Employers struggle with the social web

19 Aug 2010

Where do the ever-blurring lines between personal and business interaction on the social web meet? Most employers and employees do not know and the law has yet to reflect the intricacies of online interactions.

ESI includes social networking platforms

Whereas 10 years ago it was relatively novel to include email as a form of evidence it is now the case that social networking has overtaken email in popularity, and internet usage policies in most companies do not reflect this change.

“Whereas a decade ago email was often excluded from discovery as part of an unspoken agreement between parties, today all sorts of electronic communications are potentially discoverable. User activity on social networking sites like Twitter, LinkedIn, Facebook and MySpace warrant serious concern,” wrote H. Christopher Boehning and Daniel J. Toal on their Law.com blog Law Technology News last year.

“Like it or not, social networking has come to the office, and its arrival presents a host of challenges. Those challenges can best be met through a formal policy, which should also address how to consider this online activity when collecting ESI (electronically stored information) for discovery,” they added.

Workers tweet and post as part of job

Social networking in the workplace does not just consist of workers uploading holiday snaps to facebook or tweeting “OMG, the canteen coffee is awful. LOL”. It is being used for business.

In fact recent research by IDC found that 57pc of workers in the US use social media for business purposes at least once a week.

Can employers dictate how you live your online life and is your digital existence theirs for the taking by virtue of the mix of business and pleasure on the social web? Well, it’s complicated.

Legal precedent and data owership

With email there is already legal precedent in the UK. The case of PennWell Publishing (UK) v Ornstein and Others (2007) ruled that the employer owned the Microsoft Outlook contacts of a former employee despite the fact that this list of contacts included the email addresses of friends and family as well as contacts initiated by the former employee.

Most recently a London court ruled that a former employee Mark Ions of HR firm Hays hand over his LinkedIn contacts. There are several elements to this case. Ions used the contacts he cultivated while at Hays to set up a rival company before he had left their employ.

Ions argued that he had been encouraged by Hays to create and build up a LinkedIn account but handing over his LinkedIn contacts was part of a decision that he had breached his contract. Had he waited until his departure it is possible that his social networking contacts would have remained his own.

“Sooner or later firms face the very real danger that employees or former employees will routinely contest data ownership issues in the courts,” says internet filtering software company SpamTitan Technologies.

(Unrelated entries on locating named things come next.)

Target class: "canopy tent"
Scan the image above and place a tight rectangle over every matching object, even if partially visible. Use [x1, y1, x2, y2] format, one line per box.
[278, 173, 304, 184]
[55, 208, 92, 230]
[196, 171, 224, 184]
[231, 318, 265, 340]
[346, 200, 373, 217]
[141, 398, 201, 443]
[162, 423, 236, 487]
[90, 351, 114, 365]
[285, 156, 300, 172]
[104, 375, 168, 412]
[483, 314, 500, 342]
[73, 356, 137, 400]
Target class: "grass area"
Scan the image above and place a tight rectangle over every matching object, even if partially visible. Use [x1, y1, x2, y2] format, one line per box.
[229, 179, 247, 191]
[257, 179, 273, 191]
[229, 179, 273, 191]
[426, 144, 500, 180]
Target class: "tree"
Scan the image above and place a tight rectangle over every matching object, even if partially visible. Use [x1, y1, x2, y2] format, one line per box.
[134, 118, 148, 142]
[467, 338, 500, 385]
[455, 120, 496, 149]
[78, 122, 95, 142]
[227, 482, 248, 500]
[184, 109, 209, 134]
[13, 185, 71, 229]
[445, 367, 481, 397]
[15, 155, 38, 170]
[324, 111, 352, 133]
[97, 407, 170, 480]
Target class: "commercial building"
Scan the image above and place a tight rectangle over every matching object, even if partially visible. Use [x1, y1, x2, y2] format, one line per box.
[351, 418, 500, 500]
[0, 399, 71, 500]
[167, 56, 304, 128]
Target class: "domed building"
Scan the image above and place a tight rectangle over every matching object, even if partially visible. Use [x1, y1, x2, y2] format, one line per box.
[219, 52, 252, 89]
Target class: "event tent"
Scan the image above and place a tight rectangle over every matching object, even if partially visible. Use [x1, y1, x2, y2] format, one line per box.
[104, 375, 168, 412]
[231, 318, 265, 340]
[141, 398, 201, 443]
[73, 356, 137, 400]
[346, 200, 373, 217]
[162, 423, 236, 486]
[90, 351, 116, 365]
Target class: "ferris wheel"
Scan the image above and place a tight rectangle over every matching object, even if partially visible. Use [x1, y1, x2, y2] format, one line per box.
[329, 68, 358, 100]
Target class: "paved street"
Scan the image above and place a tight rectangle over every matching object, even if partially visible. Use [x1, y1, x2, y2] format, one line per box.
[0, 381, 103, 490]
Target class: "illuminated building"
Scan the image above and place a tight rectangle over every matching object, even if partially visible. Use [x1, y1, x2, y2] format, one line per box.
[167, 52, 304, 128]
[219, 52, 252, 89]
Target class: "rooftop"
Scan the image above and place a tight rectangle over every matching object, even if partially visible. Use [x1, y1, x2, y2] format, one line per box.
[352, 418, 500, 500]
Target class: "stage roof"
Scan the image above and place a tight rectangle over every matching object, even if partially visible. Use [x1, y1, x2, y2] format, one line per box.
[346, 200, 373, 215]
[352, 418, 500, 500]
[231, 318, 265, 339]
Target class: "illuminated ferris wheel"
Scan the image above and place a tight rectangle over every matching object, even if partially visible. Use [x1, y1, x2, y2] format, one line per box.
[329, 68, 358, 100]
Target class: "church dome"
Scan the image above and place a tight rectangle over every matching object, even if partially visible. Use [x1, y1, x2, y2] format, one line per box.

Web filtering is an important part of the process

In a recent survey by SpamTitan of 200 SMEs worldwide earlier this year it was found that nearly every company internet access and some social networking applications in the workplace.

Seventy six percent of survey participants said web filtering was important in the workplace but only 51pc were using some form of this.

The digital citizen

Interestingly the EU is looking to draw up rules and guidelines on the internet in our working and personal lives with the 2015.eu initiative. This is a digital agenda for Europe proposing “all EU citizens should be made aware of their basic digital rights and obligations through a European Charter of citizens’ and consumers’ rights in the digital environment”.

This is probably the best solution for now. A legal framework that protects the individual online while the onus for an acceptable usage policy as a representative or employee of an organisation falls to the organisation itself.